If someone came to you and said "good news: I memorized the code of all the open source projects in this space, and can regurgitate it on command", you would be smart to ban them from working on code at your company.
But with "AI", we make up a bunch of rationalizations. ("I'm doing AI agentic generative AI workflow boilerplate 10x gettin it done AI did I say AI yet!")
And we pretend the person never said that they're just loosely laundering GPL and other code in a way that rightly would be existentially toxic to an IP-based company.
The reality is that programmers are going to see other programmers code.
I don't think anyone who's not monetarily incentivize to pretend there are IP/Copyright issues actually thinks there are. Luckily everyone is for the most part just ignoring them and the legal system is working well and not allowing them an inch to stop progress.
Content on StackOverflow is under CC-by-sa, version depends on the date it was submitted: https://stackoverflow.com/help/licensing . (It's really unfortunate that they didn't pick license compatible with code; at one point they started to move to the MIT license for code, but then didn't follow through on it.)
Sure it’s a big hill to climb in rethinking IP laws to align with a societal desire that generating IP continue to be a viable economic work product, but that is what’s necessary.
Why do you think that about people who disagree with you? You're responding directly to someone who's said they think there's issues, and not pretending. Do you think they're lying? Did you not read what they said?

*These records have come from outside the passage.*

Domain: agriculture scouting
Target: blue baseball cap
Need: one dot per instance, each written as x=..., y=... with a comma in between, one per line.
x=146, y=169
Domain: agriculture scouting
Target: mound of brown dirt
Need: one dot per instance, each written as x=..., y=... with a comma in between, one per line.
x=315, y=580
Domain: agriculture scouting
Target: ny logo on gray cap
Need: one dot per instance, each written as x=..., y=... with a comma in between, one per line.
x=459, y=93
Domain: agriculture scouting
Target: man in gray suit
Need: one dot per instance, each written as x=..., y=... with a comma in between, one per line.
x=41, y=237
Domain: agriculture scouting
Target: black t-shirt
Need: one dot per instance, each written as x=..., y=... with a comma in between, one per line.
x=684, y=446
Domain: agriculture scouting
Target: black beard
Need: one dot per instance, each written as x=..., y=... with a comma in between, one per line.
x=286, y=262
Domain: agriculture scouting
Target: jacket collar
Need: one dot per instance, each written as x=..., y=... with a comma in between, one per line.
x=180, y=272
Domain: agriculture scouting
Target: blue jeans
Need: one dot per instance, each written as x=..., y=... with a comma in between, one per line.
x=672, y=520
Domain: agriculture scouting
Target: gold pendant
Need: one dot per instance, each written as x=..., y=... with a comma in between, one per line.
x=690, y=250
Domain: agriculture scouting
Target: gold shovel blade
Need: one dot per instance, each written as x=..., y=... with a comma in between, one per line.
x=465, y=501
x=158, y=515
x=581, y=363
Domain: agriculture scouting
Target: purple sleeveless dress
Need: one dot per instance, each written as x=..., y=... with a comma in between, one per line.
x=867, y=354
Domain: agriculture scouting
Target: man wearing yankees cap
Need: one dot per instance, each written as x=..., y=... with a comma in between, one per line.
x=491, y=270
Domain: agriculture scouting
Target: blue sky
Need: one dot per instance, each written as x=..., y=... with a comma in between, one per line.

And AFAICT a lot of other people think similarly to me.
The perverse incentives to rationalize are on the side of the people looking to exploit the confusion, not the people who are saying "wait a minute, what you're actually doing is..."
So a gold rush person claiming opponents must be pretending because of incentives... seems like the category of "every accusation is a confession".
This is far from settled law. Let's not mischaracterize it.
Even so, an AI regurgitating proprietary code that's licensed in some other way is a very real risk.
So. Yes, technically possible. But impossible by accident. Furthermore when you make this argument you reveal that you don't understand how these models work. They do not simply compress all the data they were trained on into a tiny storable version. They are effectively multiplication matrices that allow math to be done to predict the most likely next token (read: 2-3 Unicode characters) given some input.
So the model does not "contain" code. It "contains" a way of doing calculations for predicting what text comes next.
Finally, let's say that it is possible that the model does spit out not entire works, but a handful of lines of code that appear in some codebase.
This does not constitute copyright infringement, as the lines in question a) represent a tiny portion of the whole work (and copyright only protecst against the reduplication of whole works or siginficant portions of the work), and B) there are a limited number of ways to accomplish a certain function and it is not only possible but inevitable that two devs working independently could arrive at the same implementation. Therefore using an identical implementation (which is what this case would be) of a part of a work is no more illegal than the use of a certain chord progression or melodic phrasing or drum rhythm. Courts have ruled about this thoroughly.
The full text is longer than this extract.